Last week I offered a schedule to keep the children on track and by now you’ve either learned that it works or you are pulling your hair out!  Either way, I hope some learning did occur. Today, I’d like to share a couple of online sites that I think will get those kiddos excited to learn.  Both are something that I think they might like and can learn something from while they are home.
First of all, who doesn’t like to go to the zoo? I am retired and these old knees barely carry me along, but I wouldn’t miss a trip to the zoo for anything. You can check out the Lincoln Children’s Zoo on You Tube or Facebook. Daily they post a live video about an animal at the zoo. This is a very informative lesson on zoo animals and the care they receive. Kids and adults of all ages will love this site.
Then, after you check out the zoo, younger students could write a story about the animal of the day, draw/color a picture of the animal, and practice zoo words. 

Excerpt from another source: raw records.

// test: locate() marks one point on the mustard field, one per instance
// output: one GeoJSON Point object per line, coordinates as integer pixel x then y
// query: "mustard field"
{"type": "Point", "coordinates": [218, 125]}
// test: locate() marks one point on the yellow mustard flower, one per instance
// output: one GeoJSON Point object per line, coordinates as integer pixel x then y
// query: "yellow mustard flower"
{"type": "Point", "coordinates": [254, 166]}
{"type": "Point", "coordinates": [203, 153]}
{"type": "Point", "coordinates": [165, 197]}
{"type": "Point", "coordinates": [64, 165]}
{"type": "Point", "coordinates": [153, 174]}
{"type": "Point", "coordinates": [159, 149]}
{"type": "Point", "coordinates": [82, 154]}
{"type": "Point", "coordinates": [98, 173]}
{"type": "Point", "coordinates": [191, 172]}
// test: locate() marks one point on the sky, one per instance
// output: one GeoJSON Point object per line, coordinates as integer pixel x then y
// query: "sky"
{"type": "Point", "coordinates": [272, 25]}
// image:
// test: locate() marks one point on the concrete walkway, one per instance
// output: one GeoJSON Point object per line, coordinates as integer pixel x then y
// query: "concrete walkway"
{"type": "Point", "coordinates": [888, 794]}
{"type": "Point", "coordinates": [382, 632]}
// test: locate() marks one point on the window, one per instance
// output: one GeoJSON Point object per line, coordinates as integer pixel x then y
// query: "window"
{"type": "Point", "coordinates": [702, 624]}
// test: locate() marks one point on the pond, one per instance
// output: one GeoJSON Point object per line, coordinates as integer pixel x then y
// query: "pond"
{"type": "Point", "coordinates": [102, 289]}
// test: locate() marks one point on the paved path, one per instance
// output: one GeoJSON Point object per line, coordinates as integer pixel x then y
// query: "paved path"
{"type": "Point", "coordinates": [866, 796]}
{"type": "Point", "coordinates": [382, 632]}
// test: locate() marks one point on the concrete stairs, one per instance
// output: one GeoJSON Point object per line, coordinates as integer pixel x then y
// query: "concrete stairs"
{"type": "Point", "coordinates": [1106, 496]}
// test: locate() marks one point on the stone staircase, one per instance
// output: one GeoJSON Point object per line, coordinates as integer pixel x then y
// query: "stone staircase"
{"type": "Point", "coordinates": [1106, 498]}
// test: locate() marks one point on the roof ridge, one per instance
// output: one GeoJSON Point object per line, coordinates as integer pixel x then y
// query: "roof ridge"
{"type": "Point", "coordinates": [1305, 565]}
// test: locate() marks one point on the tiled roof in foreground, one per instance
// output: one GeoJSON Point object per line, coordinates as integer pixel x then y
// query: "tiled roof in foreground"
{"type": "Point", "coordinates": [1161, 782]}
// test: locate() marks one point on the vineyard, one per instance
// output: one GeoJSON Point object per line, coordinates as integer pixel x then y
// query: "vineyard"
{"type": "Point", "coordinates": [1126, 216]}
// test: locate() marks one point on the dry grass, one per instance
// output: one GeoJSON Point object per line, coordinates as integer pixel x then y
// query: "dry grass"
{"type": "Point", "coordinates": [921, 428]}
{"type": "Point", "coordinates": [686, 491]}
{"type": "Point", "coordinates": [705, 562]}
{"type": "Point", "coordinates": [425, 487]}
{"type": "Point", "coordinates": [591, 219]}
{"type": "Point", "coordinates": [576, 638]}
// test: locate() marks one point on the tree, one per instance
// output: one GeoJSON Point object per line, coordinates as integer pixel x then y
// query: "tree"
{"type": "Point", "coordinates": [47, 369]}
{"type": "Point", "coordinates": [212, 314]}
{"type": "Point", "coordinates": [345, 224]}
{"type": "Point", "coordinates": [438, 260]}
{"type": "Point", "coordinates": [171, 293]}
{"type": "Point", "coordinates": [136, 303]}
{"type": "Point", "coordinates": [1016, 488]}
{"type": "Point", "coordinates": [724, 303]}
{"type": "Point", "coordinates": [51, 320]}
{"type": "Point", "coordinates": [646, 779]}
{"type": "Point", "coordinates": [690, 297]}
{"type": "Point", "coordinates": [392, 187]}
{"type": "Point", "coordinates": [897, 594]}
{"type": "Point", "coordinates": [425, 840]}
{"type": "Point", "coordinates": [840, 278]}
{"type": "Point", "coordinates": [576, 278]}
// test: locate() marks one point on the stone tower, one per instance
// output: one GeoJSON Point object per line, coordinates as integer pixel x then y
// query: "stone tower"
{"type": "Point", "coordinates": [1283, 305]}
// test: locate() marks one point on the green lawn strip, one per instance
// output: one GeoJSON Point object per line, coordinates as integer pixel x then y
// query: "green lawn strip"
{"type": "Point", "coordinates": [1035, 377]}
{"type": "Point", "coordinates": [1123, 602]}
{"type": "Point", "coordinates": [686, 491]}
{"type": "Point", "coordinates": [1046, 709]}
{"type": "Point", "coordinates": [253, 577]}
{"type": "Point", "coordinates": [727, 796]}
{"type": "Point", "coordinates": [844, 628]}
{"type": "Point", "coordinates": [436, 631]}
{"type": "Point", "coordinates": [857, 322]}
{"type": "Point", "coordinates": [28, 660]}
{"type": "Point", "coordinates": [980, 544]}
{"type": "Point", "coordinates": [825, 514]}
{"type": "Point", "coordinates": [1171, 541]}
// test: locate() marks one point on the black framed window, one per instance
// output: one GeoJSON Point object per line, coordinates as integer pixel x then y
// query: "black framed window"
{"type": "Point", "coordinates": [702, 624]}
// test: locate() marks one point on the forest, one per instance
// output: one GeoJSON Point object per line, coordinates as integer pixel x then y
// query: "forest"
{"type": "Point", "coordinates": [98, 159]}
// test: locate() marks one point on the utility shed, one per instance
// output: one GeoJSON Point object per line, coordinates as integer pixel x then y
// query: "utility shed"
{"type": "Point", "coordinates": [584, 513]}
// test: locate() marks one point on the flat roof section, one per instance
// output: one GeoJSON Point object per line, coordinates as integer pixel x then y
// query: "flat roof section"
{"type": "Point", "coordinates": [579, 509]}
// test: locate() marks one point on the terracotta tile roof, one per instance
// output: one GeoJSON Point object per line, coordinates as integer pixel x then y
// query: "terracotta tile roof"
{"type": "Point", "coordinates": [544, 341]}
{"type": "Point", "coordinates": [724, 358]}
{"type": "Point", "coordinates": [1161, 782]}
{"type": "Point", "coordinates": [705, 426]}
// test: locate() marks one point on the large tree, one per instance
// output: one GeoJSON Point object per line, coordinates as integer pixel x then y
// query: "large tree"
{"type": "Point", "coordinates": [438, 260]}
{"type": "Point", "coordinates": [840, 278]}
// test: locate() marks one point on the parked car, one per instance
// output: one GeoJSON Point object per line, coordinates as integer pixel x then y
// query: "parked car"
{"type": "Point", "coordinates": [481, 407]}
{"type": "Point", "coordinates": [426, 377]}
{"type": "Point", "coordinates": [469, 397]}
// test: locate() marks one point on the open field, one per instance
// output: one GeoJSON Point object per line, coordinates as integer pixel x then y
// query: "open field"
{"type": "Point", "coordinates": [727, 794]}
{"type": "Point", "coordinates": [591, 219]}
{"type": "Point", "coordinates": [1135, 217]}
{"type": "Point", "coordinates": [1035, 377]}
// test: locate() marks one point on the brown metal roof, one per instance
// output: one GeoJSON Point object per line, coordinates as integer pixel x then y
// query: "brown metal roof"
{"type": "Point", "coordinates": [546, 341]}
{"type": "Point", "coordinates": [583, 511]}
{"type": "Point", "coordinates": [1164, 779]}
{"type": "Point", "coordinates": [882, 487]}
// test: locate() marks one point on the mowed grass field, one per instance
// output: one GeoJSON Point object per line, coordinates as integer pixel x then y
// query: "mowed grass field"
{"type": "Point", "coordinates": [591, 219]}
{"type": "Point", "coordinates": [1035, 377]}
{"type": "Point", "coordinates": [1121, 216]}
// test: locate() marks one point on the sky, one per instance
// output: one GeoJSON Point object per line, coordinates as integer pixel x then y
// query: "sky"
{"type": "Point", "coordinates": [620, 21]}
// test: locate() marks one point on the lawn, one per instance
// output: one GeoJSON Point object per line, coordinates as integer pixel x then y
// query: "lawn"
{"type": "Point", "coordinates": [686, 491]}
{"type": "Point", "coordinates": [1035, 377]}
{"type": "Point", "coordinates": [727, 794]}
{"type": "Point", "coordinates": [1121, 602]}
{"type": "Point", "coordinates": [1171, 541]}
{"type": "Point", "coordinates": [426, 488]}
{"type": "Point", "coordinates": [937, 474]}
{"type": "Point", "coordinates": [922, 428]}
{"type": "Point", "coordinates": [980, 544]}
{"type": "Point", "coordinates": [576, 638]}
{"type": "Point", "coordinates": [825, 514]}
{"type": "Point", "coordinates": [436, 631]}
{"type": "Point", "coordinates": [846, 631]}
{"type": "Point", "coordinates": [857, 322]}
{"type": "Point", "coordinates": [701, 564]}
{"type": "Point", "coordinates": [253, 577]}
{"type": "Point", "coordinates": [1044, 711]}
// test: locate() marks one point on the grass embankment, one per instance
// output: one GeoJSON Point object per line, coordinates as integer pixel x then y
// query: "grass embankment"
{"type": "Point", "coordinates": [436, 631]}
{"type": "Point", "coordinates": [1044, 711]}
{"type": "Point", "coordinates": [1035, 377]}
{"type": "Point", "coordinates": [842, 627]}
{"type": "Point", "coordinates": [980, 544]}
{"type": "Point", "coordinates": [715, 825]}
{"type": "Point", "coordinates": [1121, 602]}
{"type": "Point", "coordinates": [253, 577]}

The next site I’d like to share is one that will be interesting to many of our rural students and parents as well. Virtual tours are so much fun!  This site proposes virtual tours of dairy farms at Dutch Hollow Farm in Schodack Landing, N.Y., Will-O-Crest Dairy in Clifton Springs, N.Y., and JoBo Holsteins in Gettysburg, Pa.  Here is the URL: www.rfdtv.com Virtual farm tours allow kids stuck inside to visit and learn about dairy farms. The learning here would be practical in nature and help children understand what it takes to make a glass of milk!
Enjoy this time with your children and make it a great memory for them! Look at their unique qualities and help them see what a blessing they are to our world!